Exact double division

Question

Consider the following function:

auto f(double a, double b) -> int
{
  return std::floor(a/b);
}

So I want to compute the largest integer k such that k * b <= a in a mathematical sense. As there could be rounding errors, I am unsure whether the above function really computes this k . I do not worry about the case that k could be out of range. What is the proper way to determine this k for sure?

Answer 1

Division produces a/b, calculated exactly then rounded to a valid double number. If a/b >= n then it cannot be rounded to something less than n.
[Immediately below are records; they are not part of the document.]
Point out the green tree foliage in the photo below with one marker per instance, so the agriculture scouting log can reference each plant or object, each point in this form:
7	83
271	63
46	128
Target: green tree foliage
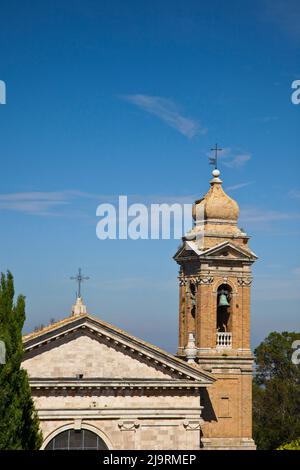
19	426
276	392
294	445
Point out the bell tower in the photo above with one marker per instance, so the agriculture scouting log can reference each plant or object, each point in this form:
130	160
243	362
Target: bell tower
214	316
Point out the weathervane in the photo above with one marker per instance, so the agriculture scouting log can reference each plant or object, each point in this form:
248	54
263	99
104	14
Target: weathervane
214	160
79	278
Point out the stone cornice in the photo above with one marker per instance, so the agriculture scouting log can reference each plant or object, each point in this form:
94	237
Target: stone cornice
118	338
114	384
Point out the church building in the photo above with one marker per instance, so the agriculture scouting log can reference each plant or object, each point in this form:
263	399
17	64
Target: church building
98	387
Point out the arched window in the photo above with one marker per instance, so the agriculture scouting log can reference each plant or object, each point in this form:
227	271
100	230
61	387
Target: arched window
76	440
224	308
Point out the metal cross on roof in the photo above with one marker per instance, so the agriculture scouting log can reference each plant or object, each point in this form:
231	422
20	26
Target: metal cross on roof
79	278
214	160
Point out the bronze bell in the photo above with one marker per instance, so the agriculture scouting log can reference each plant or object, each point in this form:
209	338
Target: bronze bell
223	302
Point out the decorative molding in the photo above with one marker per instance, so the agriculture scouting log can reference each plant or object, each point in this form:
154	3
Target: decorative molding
206	280
128	425
182	280
192	425
244	281
197	280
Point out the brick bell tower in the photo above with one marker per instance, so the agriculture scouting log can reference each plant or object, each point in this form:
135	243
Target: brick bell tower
214	316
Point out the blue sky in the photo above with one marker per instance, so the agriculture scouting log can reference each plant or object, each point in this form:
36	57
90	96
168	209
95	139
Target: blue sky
108	98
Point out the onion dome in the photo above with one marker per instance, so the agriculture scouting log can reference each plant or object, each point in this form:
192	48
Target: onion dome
216	205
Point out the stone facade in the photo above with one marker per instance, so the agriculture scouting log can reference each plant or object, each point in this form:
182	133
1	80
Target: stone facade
87	374
215	259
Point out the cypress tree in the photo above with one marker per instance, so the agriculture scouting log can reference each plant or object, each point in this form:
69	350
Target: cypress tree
19	425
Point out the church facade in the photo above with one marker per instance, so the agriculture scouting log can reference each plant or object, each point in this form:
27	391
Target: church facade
97	387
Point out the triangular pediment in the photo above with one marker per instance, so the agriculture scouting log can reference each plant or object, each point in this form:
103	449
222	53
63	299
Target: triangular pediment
86	347
229	251
225	250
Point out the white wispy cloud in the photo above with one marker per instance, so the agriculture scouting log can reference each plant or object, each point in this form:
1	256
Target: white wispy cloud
237	160
37	202
233	158
265	218
239	186
168	111
294	194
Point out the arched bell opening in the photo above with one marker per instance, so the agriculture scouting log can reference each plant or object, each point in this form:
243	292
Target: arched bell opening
224	309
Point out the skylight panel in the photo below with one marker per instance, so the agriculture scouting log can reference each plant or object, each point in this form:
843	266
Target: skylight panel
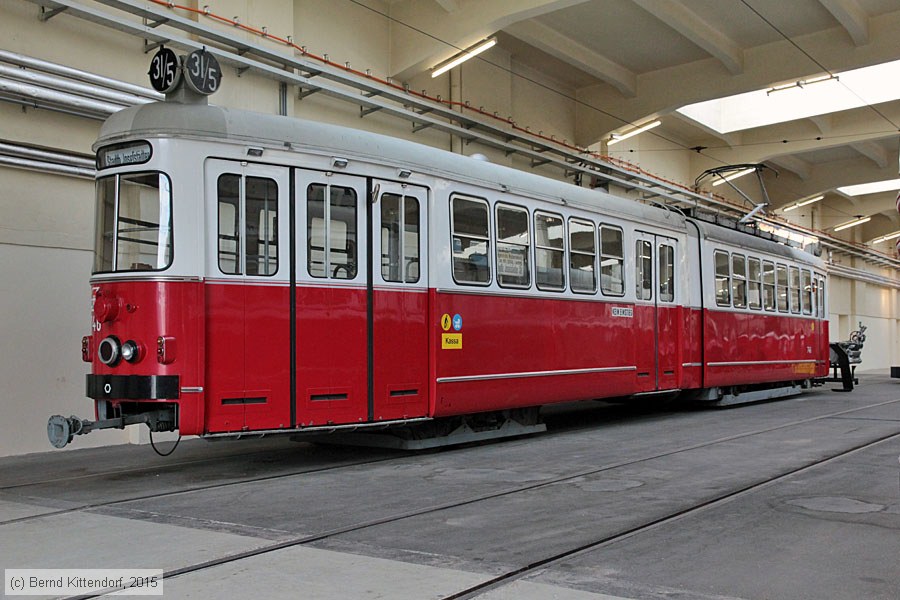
818	95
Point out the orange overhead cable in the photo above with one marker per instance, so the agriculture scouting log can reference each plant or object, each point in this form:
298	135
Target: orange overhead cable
452	103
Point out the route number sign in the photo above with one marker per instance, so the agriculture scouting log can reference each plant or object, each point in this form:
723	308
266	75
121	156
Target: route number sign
165	71
202	72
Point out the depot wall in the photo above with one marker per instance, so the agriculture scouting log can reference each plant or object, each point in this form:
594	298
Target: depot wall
46	227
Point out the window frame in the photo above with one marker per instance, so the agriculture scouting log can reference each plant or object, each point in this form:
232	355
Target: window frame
487	240
589	225
754	284
641	261
668	297
402	223
738	280
329	274
527	246
773	306
538	247
806	292
718	275
794	287
116	179
620	260
784	307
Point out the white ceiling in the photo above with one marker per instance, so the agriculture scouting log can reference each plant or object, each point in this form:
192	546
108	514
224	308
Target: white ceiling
627	61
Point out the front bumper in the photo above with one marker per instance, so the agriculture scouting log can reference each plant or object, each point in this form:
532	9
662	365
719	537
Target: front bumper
133	387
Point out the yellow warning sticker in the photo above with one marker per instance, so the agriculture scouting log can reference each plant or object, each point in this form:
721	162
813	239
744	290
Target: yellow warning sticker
451	341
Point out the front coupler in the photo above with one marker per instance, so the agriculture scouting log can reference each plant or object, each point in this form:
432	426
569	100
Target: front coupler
61	430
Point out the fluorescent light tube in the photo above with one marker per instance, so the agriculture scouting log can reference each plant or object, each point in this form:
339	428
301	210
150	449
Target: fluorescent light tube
852	223
463	57
618	137
733	176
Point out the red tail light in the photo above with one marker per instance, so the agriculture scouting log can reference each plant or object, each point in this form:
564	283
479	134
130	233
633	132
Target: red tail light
165	350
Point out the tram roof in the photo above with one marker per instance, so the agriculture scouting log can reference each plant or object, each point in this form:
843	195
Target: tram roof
169	119
202	121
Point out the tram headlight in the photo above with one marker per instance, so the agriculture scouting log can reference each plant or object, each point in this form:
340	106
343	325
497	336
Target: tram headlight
131	351
109	351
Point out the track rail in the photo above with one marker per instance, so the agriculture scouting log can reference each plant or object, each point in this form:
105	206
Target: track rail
395	457
518	573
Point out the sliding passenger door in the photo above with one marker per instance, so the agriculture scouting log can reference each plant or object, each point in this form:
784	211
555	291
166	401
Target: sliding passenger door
330	298
399	300
247	297
656	313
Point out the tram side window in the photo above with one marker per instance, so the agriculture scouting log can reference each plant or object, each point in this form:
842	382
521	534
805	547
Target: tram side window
643	253
666	273
723	278
257	226
612	272
754	283
795	290
144	223
806	287
399	238
582	256
769	285
821	298
229	195
781	287
549	252
261	205
471	241
331	231
739	280
513	247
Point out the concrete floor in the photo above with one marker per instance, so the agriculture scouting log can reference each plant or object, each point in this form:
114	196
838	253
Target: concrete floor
791	499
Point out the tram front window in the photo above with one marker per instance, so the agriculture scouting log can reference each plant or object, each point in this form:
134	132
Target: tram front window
133	223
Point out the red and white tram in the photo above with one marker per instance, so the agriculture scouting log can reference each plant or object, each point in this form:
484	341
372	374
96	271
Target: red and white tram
256	273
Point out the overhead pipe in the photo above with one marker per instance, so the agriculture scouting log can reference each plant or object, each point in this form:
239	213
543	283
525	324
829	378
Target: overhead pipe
78	75
55	83
16	150
33	95
46	167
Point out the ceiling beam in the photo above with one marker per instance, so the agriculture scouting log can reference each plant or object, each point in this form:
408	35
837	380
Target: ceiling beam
797	166
568	50
689	24
449	5
852	17
873	151
431	33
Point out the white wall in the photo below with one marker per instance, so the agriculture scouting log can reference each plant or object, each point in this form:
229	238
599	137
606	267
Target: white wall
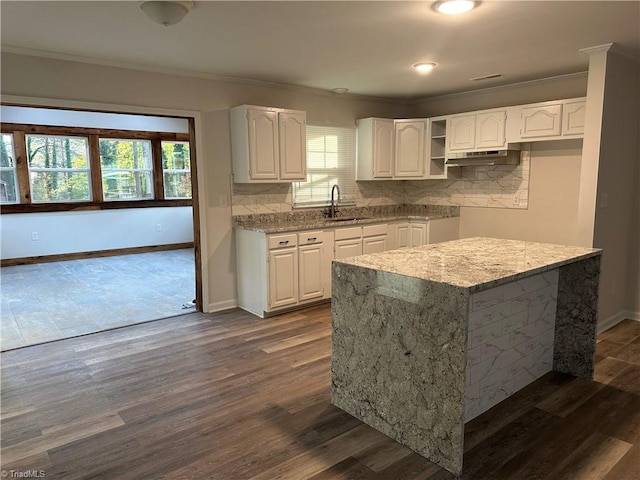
616	221
92	230
67	81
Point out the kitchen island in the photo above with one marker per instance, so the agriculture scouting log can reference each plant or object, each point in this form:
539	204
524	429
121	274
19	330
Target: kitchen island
426	338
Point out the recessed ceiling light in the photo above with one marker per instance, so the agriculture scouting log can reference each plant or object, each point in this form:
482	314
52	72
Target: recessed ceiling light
486	77
424	67
454	7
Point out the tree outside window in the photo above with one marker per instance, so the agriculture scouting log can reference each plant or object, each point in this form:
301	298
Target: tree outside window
8	181
127	169
176	169
58	168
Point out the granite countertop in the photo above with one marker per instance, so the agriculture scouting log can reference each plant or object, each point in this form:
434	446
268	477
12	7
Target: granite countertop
311	220
474	263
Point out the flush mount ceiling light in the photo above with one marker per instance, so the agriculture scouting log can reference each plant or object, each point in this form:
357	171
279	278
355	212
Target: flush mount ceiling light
454	7
165	12
424	67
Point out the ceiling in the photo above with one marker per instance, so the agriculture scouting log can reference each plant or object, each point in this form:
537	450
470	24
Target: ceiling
365	46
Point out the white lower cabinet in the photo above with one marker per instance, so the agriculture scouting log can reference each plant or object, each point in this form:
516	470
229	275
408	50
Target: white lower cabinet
285	270
374	238
353	241
280	271
310	275
418	234
283	277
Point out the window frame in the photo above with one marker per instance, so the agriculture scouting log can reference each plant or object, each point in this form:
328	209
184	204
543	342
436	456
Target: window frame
97	202
166	171
13	169
86	171
134	171
348	194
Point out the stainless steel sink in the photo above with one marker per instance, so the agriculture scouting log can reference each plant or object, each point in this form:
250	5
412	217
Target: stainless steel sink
347	219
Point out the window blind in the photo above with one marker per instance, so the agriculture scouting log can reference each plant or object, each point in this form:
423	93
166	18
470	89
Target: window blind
331	160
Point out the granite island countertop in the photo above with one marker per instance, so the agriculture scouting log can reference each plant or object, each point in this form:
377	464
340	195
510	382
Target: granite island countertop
313	219
475	263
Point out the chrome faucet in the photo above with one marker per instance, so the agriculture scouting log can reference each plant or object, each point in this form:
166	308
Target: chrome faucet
332	208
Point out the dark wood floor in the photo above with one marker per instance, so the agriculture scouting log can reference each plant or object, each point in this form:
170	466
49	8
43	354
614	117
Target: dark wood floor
230	396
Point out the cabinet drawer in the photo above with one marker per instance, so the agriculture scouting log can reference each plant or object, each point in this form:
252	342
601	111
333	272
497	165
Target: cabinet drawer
281	241
309	238
373	230
351	232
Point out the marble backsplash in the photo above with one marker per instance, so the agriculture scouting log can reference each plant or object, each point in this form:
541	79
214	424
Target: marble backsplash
500	186
311	214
If a/b < n, say 7.9999999999, then it could be rounded to 8 a priori, but you can prove that n is never the nearest floating point number.

Answer 2

The problem is that float division is not exact.

a/b can give 1.9999 instead of 2 , and std::floor can then give 1 .

One simple solution is to add a small value prior calling std::floor :

std::floor (a/b + 1.0e-10);

Result:

result = 10 while 11 was expected
With eps added, result = 11

Test code:

#include <iostream>
#include <cmath>

int main () {
    double b = atan (1.0);
    int x = 11;
    double a = x * b;
    int y = std::floor (a/b);
    std::cout << "result = " << y << " while " << x << " was expected\n";
    
    double eps = 1.0e-10;
    int z = std::floor (a/b + eps);
    std::cout << "With eps added, result = " << z << "\n";
    
    return 0;
}